The judges also found little merit in referring to previous sentences meted out for terrorism in other common law jurisdictions, such as Britain, Australia and Canada, saying: "The cultural and socio-economic situation pertaining at the material time when a sentence is considered by the court would not be identical".
Secretary for Security Chris Tang Ping Keung said he welcomed the conviction and his bureau would study the appropriateness of the sentence before deciding whether to take any further steps.
The court has ruled that the slogan could constitute a meaning for Hong Kong independence," he said. "We believe a Hongkonger who is a law-abiding citizen, who does not want to endanger national security or separate the country, would not be telling such a slogan."
Letters submitted to the court described Tong as simple-minded and kind-hearted, as well as a filial son who supported his family and his younger sister's studies abroad.
Tong's father believed his son was influenced by "bad publications that led to his wrong act", while his aunt took the view that her nephew had been "affected by some people in the society and the media's false reporting".
His maternal grandmother, who is battling cancer, wrote to the court asking for "one more hug" from her grandson before she died.
Tong also told the court in his own letter he had now come to realise that political views were matters of perspectives and should not be more important than human decency. Society should put aside hatred, he added.
Legal experts have since warned against the use of the slogan in future, while at least one mainland Chinese think tank has suggested other popular chants that challenge the local and central governments, such as "Five demands, not one less", could also be deemed problematic.
Liberal academics have called the ruling another blow to freedom of expression.
Thomas Kellogg, executive director of the Georgetown Centre for Asian Law, said the "harsh" sentence imposed on Tong had dashed hopes that the court would take into account the awareness of the security legislation and administer a lighter sentence on early defendants.
"People can only shape their behaviour after the initial lines of what the national security law covers have been drawn," he said, adding that it did not bode well for 47 opposition activists who were earlier charged with subversion for their part in an unofficial opposition primary election last year.
He also said it was unfortunate that judges had ruled that the acts to incite secession were of a "serious nature". "If Tong's act of carrying the banner is serious, what acts ... are not serious?

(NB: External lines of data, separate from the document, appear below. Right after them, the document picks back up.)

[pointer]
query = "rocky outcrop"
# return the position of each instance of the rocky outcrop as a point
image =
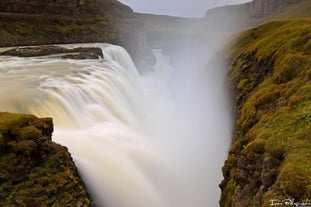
(260, 8)
(56, 51)
(42, 22)
(270, 73)
(35, 171)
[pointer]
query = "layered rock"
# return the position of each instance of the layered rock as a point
(56, 51)
(260, 8)
(35, 171)
(270, 76)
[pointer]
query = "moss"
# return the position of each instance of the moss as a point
(35, 171)
(274, 117)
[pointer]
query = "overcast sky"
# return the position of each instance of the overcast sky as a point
(189, 8)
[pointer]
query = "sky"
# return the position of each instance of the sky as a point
(182, 8)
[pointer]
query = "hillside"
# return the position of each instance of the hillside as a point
(35, 171)
(270, 76)
(244, 16)
(50, 22)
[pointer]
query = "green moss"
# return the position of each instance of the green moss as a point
(274, 120)
(34, 171)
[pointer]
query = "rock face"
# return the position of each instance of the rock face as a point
(41, 22)
(60, 52)
(260, 8)
(34, 171)
(270, 158)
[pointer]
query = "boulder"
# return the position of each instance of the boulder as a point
(35, 171)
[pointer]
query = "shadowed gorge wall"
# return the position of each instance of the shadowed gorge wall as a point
(34, 171)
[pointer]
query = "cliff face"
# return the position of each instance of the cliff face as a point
(270, 75)
(54, 22)
(260, 8)
(34, 171)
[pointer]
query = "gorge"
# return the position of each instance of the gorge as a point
(157, 131)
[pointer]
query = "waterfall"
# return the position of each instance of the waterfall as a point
(135, 142)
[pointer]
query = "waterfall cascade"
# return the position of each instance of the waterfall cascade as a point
(135, 142)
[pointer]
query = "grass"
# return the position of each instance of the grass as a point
(274, 120)
(35, 171)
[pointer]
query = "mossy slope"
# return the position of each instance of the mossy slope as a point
(270, 75)
(34, 171)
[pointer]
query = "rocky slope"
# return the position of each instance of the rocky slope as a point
(237, 18)
(35, 171)
(270, 76)
(67, 21)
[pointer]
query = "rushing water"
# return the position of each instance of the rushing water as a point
(139, 141)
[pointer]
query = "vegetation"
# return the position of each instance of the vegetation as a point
(34, 171)
(270, 76)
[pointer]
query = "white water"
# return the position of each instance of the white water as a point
(137, 141)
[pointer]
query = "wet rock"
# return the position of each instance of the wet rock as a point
(56, 51)
(35, 171)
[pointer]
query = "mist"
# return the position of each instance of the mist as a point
(191, 107)
(180, 8)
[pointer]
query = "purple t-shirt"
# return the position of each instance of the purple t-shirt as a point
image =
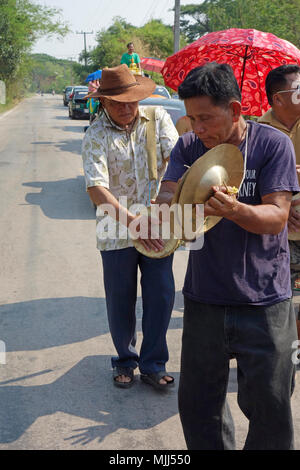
(236, 267)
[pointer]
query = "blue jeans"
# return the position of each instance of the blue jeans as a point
(120, 269)
(260, 338)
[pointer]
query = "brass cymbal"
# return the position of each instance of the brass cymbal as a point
(221, 165)
(295, 235)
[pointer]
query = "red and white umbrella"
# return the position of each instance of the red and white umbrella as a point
(252, 54)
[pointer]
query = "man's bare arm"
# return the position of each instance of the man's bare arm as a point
(270, 217)
(100, 195)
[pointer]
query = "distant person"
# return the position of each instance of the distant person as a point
(183, 125)
(131, 57)
(281, 84)
(115, 161)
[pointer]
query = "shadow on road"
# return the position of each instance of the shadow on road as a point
(85, 391)
(78, 129)
(62, 199)
(73, 145)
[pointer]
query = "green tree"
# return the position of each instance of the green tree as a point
(154, 39)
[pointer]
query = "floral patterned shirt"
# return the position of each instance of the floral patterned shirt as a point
(118, 161)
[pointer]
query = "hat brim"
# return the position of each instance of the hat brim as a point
(144, 88)
(221, 164)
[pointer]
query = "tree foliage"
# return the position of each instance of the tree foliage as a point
(21, 24)
(280, 17)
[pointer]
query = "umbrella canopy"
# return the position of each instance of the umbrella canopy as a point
(251, 54)
(151, 64)
(94, 76)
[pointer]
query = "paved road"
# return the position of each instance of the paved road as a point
(55, 389)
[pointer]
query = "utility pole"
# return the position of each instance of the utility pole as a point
(176, 25)
(85, 53)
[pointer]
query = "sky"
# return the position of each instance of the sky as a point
(92, 16)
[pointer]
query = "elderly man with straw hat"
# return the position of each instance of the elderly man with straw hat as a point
(237, 287)
(125, 153)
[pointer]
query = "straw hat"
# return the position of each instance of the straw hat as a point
(295, 236)
(221, 165)
(119, 84)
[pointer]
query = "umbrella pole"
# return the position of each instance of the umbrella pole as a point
(244, 66)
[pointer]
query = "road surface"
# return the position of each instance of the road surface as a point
(56, 389)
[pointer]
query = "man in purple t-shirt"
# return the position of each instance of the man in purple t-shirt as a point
(237, 287)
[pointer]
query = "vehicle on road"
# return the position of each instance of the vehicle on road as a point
(174, 107)
(66, 94)
(78, 104)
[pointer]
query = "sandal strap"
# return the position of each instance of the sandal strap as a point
(157, 376)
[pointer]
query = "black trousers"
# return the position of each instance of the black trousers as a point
(260, 338)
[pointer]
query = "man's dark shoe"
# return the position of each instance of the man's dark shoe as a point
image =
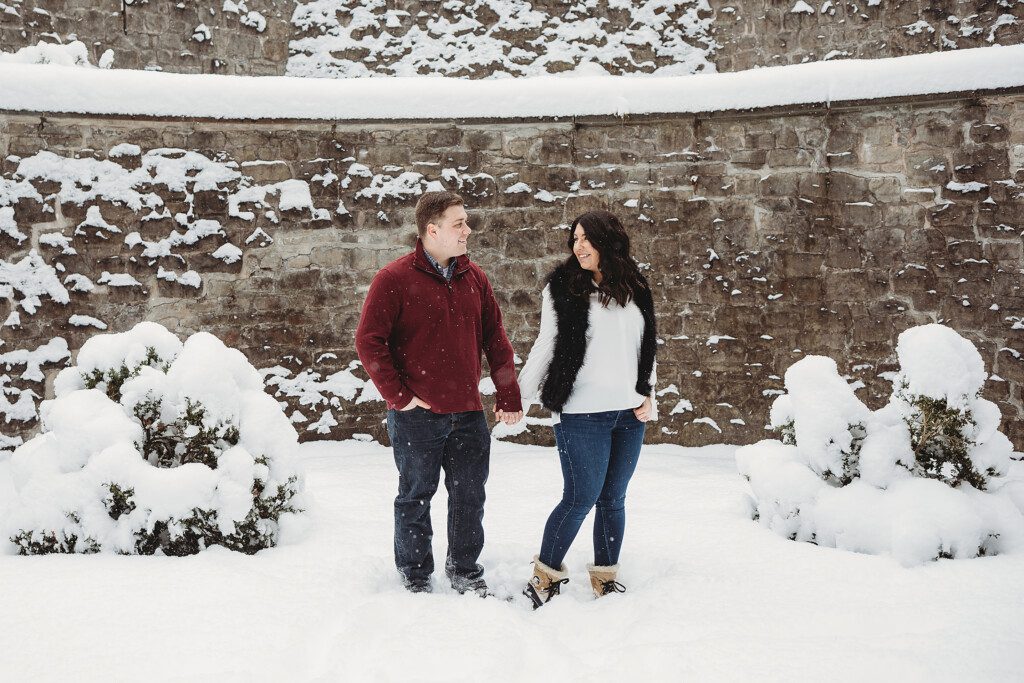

I worry that the court has essentially expanded the serious nature provision to cover almost all acts of inciting secession," he said.
Britain-based opposition activist Nathan Law Kwun Chung called the sentence "outrageous", raising concern over free speech. "The sentencing guideline is unclear, and it gives the judge the power to determine whether a slogan can be seen as 'capable of' inciting secession. This is an extremely low threshold to lock an individual in jail for years," he said.